Como todas as construções bem feitas, o sucesso foi assente na sua estrutura inicial. Além de muitos outros predicados e méritos que podemos atribuir ao treinador Roger Schmidt, talvez o principal, como dizia o meu amigo Lemos, tenha a ver com a coragem para tomar certo tipo de decisões. Despachar nomes consagrados, habituais titulares das suas seleções como Yaremchuk, Seferovic ou Vertonghen, neste último caso com a coragem suplementar de perceber que se queria uma defesa subida precisava de jogadores rápidos e não teve pejo em dar primazia a um miúdo de 18 anos (António Silva) que ainda não tinha sequer jogado na primeira equipa.
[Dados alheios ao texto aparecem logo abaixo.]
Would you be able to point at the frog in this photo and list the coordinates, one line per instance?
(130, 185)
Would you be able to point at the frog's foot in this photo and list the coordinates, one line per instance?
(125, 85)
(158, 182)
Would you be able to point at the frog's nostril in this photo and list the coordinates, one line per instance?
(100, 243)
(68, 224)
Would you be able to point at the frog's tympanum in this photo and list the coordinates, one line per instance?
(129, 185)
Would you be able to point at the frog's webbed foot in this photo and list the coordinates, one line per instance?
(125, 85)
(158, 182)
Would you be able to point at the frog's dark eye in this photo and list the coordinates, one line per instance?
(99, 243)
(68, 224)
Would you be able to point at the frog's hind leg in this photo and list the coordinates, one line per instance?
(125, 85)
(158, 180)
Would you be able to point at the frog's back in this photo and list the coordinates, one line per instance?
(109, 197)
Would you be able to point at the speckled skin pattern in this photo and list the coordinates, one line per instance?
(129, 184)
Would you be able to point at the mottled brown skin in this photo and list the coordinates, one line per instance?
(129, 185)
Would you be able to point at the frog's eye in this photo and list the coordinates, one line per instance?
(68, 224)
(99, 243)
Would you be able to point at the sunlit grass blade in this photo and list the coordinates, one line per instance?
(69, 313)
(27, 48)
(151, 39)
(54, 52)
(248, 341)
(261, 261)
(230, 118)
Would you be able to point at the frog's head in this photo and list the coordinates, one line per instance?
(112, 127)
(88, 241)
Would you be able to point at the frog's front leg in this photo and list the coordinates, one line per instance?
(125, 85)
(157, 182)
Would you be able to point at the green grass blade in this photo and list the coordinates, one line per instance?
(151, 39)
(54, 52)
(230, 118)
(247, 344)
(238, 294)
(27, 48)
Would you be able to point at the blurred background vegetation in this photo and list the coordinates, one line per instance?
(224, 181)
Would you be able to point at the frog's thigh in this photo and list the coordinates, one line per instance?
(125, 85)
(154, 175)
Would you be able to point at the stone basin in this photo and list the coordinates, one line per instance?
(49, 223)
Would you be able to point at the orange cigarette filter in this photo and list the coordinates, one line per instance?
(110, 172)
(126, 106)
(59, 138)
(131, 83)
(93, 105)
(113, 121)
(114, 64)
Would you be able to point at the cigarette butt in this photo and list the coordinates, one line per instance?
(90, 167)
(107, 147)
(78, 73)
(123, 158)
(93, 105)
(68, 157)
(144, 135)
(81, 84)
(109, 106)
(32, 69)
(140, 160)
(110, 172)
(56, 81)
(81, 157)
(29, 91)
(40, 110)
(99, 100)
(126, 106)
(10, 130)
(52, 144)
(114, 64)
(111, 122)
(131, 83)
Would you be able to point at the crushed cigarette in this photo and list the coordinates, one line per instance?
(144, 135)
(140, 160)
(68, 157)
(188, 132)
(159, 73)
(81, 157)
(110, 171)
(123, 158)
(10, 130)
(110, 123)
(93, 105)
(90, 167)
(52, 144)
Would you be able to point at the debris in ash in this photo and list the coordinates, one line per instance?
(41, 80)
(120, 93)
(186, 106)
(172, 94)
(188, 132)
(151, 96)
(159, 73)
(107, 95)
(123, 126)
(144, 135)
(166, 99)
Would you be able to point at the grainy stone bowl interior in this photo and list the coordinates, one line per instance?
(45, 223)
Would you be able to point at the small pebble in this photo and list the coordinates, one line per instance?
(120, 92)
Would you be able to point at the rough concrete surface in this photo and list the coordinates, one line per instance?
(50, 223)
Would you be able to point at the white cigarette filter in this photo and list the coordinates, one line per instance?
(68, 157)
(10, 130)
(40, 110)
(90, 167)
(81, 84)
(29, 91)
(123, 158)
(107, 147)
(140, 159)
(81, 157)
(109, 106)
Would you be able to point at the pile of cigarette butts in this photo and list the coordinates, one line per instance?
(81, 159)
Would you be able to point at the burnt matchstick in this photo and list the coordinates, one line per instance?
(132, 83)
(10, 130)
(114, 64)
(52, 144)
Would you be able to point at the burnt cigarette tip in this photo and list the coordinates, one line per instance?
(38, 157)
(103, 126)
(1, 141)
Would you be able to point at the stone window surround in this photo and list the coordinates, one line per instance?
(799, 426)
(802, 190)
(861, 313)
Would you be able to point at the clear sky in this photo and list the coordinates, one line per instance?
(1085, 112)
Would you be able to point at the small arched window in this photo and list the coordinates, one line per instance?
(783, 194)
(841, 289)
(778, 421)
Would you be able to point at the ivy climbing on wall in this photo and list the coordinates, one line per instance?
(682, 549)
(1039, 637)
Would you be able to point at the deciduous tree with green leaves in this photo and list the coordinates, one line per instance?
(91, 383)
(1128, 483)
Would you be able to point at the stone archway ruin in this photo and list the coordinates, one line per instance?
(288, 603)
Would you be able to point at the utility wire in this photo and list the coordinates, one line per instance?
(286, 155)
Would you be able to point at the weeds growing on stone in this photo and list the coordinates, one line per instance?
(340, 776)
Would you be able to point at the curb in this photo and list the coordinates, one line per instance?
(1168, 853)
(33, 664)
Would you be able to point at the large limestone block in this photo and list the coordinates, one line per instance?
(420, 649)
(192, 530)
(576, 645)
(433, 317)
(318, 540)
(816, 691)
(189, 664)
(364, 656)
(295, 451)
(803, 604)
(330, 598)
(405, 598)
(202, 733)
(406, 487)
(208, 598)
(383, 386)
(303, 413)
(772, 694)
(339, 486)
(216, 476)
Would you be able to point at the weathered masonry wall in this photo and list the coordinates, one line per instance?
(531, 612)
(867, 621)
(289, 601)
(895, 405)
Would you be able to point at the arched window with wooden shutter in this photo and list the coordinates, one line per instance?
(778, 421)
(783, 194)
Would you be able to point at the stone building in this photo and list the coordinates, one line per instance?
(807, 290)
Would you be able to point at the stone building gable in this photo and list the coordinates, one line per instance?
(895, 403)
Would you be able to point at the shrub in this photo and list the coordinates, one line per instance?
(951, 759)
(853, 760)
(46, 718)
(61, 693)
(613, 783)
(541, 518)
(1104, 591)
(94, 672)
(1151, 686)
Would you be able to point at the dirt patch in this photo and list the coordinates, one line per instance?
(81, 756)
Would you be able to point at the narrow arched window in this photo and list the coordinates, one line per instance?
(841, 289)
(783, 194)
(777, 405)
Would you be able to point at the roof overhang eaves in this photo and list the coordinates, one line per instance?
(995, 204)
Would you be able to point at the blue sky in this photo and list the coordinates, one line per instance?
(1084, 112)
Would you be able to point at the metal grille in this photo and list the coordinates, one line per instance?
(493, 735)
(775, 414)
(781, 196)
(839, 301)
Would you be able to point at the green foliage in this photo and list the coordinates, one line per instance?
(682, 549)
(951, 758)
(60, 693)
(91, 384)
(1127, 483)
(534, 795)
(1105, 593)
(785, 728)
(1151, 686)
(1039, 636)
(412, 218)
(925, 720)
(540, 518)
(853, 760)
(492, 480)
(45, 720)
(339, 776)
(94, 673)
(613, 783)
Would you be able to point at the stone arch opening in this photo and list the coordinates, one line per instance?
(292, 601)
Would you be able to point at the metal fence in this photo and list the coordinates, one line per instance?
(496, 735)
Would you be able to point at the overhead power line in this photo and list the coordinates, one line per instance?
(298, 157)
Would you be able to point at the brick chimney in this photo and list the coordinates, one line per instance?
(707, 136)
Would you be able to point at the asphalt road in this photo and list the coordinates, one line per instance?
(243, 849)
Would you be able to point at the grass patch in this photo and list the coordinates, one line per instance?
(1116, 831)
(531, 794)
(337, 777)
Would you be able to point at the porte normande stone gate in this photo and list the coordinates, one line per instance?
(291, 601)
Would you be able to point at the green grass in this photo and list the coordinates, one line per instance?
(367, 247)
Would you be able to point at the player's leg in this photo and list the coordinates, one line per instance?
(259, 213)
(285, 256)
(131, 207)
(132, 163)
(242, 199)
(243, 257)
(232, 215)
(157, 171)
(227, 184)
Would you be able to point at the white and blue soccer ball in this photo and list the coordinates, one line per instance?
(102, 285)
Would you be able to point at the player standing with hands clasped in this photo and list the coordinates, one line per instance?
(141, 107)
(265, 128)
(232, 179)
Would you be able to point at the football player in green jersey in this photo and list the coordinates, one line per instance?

Percebeu que além de nada acrescentar ainda bloqueariam o aparecimento de outros. Também despachou o meio campo de plástico com Weigl e Taraabt, percebendo claramente do que a equipa precisava para ser mais incisiva e combativa. Apostou nos jovens, recuperou o Florentino Luís após sucessivos empréstimos e reabilitou um João Mário encostado e sem confiança (aqui dou a mão à palmatória porque nunca achei que o conseguisse).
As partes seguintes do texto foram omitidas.